Kronikkaltim.com – Bupati Kutai Timur (Kutim), Ardiansyah Sulaiman mengusulkan perubahan status Bandara Tanjung Bara milik PT Kaltim Prima Coal (KPC), menjadi bandara komersial sehingga bisa digunakan oleh masyarakat umum.
Usulan itu bukan tanpa alasan, menurut Ardiansyah, Kutim yang merupakan benteng pertahanan dalam kaitan Kaltim sebagai Ibukota Negara (IKN) sudah selayaknya memiliki bandara komersial, pendukung pertahanan nasional dan penyangga ekonomi di wilayah timur.
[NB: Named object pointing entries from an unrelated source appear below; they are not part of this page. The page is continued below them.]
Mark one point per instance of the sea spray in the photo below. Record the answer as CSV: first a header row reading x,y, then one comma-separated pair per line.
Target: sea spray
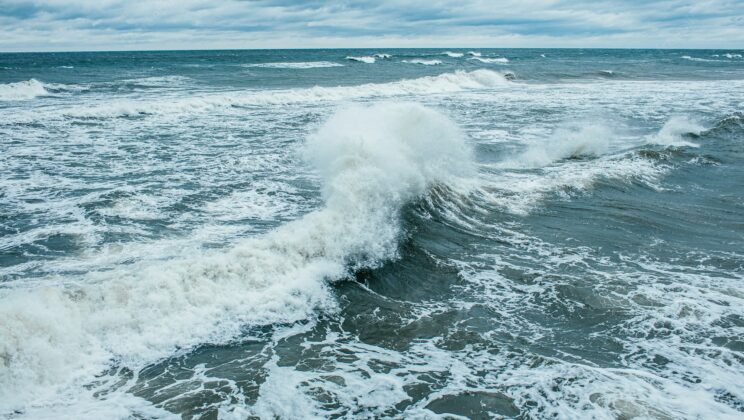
x,y
372,161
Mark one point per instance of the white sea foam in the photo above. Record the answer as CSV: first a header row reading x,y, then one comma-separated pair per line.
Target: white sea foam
x,y
363,59
498,60
19,91
589,140
424,62
443,83
687,57
372,160
296,65
671,134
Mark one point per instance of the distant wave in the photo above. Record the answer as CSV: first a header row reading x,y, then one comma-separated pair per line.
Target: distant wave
x,y
499,60
30,89
687,57
424,62
153,81
367,59
296,65
443,83
372,161
675,131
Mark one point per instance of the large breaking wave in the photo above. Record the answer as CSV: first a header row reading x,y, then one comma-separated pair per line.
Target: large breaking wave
x,y
372,161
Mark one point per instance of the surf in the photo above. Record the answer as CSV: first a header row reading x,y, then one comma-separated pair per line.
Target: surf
x,y
58,334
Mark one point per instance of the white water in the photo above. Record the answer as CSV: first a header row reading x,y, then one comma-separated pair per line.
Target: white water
x,y
444,83
296,65
424,62
364,59
19,91
673,131
499,60
58,334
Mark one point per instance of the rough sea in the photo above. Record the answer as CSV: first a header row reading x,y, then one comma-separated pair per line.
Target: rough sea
x,y
404,234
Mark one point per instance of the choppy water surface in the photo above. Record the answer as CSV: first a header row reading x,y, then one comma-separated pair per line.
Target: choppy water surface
x,y
372,234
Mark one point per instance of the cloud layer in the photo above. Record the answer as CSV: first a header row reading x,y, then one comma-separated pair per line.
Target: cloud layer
x,y
194,24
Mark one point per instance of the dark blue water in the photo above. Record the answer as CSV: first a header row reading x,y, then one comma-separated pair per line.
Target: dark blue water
x,y
519,233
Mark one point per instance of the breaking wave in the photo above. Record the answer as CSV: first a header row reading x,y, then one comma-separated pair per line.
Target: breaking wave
x,y
424,62
372,161
20,91
499,60
367,59
444,83
296,65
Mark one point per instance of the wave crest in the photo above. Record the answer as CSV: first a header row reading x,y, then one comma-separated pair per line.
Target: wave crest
x,y
372,161
24,90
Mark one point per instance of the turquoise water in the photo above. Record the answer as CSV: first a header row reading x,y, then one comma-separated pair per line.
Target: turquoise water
x,y
372,234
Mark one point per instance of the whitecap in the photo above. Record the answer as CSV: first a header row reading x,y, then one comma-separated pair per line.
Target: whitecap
x,y
423,62
364,59
296,65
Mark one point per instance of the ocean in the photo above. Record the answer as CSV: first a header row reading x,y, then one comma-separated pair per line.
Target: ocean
x,y
388,233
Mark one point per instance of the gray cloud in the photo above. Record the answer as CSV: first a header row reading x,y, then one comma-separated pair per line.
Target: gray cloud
x,y
170,24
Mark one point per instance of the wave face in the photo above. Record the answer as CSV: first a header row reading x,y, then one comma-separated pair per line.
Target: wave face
x,y
367,59
245,234
372,160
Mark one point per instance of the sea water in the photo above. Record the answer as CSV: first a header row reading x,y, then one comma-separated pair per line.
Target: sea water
x,y
532,233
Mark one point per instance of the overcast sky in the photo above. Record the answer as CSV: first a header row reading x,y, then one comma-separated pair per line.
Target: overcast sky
x,y
64,25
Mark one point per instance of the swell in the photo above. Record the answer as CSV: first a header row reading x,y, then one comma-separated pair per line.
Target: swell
x,y
372,161
444,83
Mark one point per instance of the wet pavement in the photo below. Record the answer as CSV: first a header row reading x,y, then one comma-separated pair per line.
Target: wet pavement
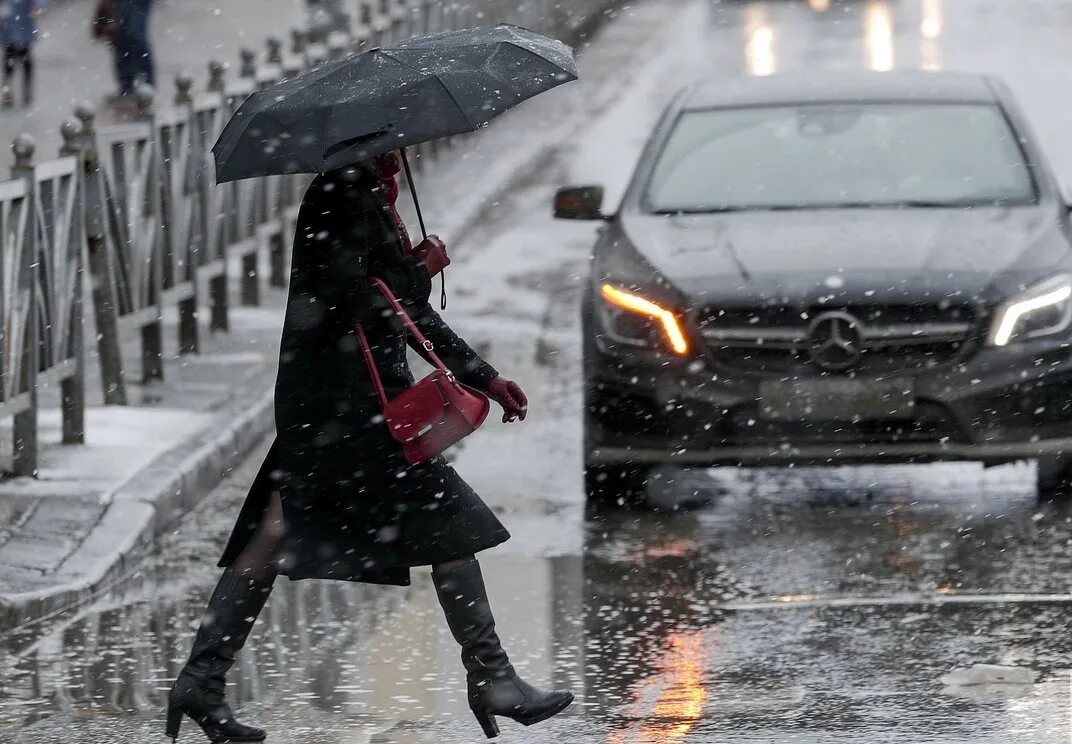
x,y
802,605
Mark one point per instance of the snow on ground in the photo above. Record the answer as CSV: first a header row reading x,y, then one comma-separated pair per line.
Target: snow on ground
x,y
119,443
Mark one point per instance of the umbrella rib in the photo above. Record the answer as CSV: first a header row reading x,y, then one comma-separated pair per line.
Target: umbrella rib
x,y
437,79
“Saya mengusulkan Bandara Tanjung Bara harus diambil alih oleh negara, kemudian diperluas menjadi bandara komersial. Bandara Tanjung Bara nanti saya usulkan menjadi bandara komersial sebagai daerah pertahanan dan komersial di wilayah timur,” ucap Ardiansyah saat hearing dengan TPAD dan PT KPC di Gedung DPRD Kutim, Rabu (15/12/2021).
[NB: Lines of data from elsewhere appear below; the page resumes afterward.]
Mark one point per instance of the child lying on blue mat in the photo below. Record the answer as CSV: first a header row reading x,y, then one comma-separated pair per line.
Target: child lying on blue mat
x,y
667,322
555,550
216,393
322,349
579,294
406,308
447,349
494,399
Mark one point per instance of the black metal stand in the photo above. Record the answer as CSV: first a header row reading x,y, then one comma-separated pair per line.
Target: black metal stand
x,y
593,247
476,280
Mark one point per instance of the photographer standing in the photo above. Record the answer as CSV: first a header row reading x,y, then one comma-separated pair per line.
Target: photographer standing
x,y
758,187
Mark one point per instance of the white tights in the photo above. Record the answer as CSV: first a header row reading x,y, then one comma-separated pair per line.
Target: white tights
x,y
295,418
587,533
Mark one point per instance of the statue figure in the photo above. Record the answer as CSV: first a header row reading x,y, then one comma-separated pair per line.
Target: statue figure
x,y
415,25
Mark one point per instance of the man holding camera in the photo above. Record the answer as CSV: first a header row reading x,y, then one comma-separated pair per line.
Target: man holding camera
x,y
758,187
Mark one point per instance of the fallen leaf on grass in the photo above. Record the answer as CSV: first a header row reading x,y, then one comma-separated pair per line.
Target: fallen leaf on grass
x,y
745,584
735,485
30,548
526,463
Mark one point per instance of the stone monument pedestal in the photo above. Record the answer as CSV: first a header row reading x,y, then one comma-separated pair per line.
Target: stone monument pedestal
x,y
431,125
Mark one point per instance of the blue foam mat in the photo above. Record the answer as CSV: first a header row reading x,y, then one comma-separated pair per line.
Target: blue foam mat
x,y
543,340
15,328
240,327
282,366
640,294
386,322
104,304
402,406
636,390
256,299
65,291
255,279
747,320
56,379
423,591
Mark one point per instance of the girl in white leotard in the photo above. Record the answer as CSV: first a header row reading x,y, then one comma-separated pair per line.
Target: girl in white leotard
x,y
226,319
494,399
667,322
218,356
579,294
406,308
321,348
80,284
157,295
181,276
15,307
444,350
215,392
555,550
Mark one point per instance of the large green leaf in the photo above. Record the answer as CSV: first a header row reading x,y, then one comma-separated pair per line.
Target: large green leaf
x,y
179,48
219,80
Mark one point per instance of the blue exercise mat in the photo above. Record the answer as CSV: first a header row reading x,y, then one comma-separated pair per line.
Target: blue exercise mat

Wilayah konsesi PT KPC di Kutim kurang lebih seluas 90.938 hektare dengan kapasitas produksi mencapai lebih dari 50 juta ton per tahun. Sebagai perusahaan batu bara yang akan berkahir kontrak izin operasionalnya, maka PT KPC harus siap mengkonversi status PKP2B menjadi Izin Usaha Pertambangan Khusus (IUPK) untuk melanjutkan operasionalnya, ini mengacu Undang-Undang No. 3 Tahun 2020 tentang Perubahan UU No. 4 Tahun 2009 tentang Pertambangan Mineral dan Batubara (Minerba)
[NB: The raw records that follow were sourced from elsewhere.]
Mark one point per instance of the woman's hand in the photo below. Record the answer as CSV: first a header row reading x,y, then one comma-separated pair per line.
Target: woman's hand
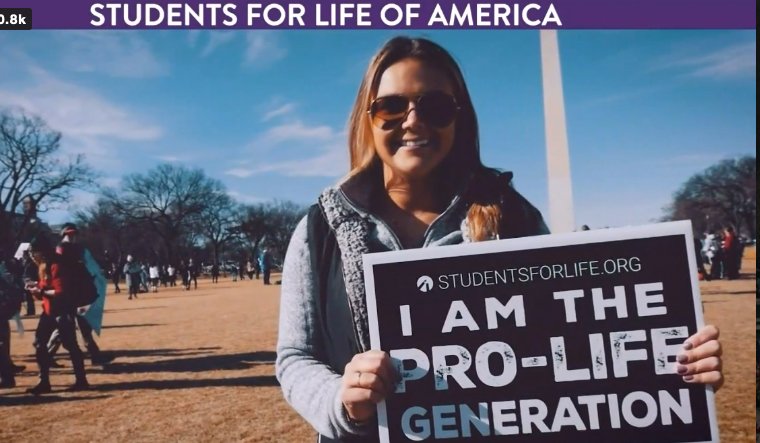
x,y
368,378
700,362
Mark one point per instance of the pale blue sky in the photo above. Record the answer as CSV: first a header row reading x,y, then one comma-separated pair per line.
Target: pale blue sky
x,y
265,112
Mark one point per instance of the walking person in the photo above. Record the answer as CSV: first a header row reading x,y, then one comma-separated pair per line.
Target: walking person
x,y
115,277
266,265
88,318
154,276
11,297
133,274
215,273
58,312
192,274
171,273
416,180
249,269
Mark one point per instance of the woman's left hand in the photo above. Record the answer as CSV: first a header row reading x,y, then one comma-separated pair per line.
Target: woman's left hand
x,y
700,361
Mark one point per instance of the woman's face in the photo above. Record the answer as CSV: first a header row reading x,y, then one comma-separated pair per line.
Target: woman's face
x,y
414,147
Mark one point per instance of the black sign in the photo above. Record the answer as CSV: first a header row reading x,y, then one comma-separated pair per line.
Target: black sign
x,y
568,337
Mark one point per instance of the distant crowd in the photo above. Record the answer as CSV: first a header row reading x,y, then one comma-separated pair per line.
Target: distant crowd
x,y
150,276
720,250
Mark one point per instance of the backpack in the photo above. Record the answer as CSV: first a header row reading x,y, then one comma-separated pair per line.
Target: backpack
x,y
11,294
79,283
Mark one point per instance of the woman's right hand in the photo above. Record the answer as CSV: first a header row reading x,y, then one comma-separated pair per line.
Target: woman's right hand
x,y
367,379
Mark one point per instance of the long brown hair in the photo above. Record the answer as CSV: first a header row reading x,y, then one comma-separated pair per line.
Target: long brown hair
x,y
483,216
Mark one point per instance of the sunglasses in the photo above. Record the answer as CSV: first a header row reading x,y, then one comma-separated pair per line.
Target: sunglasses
x,y
436,109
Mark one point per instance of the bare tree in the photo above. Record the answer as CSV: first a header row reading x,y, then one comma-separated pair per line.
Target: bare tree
x,y
271,223
218,222
32,167
168,198
723,194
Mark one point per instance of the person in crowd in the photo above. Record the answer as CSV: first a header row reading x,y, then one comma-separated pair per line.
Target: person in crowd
x,y
717,258
32,228
265,262
192,274
215,273
731,259
133,272
144,278
70,250
416,180
11,296
58,312
154,276
115,277
700,259
171,273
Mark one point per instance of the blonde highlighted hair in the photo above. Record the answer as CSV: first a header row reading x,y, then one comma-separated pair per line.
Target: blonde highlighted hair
x,y
484,216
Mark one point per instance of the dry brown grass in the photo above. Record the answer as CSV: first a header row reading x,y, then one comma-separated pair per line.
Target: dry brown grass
x,y
199,366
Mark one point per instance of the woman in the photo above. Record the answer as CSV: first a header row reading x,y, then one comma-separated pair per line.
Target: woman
x,y
416,180
57,313
115,278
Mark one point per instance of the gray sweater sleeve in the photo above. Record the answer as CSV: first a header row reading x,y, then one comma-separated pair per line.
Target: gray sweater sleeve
x,y
310,386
UU Minerba yang baru (UU No. 3/2020) selain memberikan kepastian hukum bagi perpanjangan/konversi KK/PKP2B menjadi IUPK Operasi Produksi, juga mengatur beberapa hal penting. Kewenangan pengelolaan minerba yang sebelumnya didelegasikan oleh pemerintah ke pemerintah daerah, di dalam UU Minerba baru kewenangan berada ditangan pemerintah pusat. UU No. 3/2020 menetapkan sumber daya mineral dan batubara adalah kekayaan nasional oleh karena itu pengelolaannya dibawah kendali pemerintah pusat.
“Jadi ini kesempatan kita untuk mengusulkan Badara Tanjung Bara diambil alih oleh negara untuk jadi badara komersial,” jelas Ardiansyah.
Opsi Bandara Tanjung Bara jadi badara komersial di Kutim, kata Ardiansyah, karena pembangunan bandara tidak mungkin dilaksanakan di Eks lapangan terbang milik Pertamina EP Sangatta di Desa Sangkima. (Red).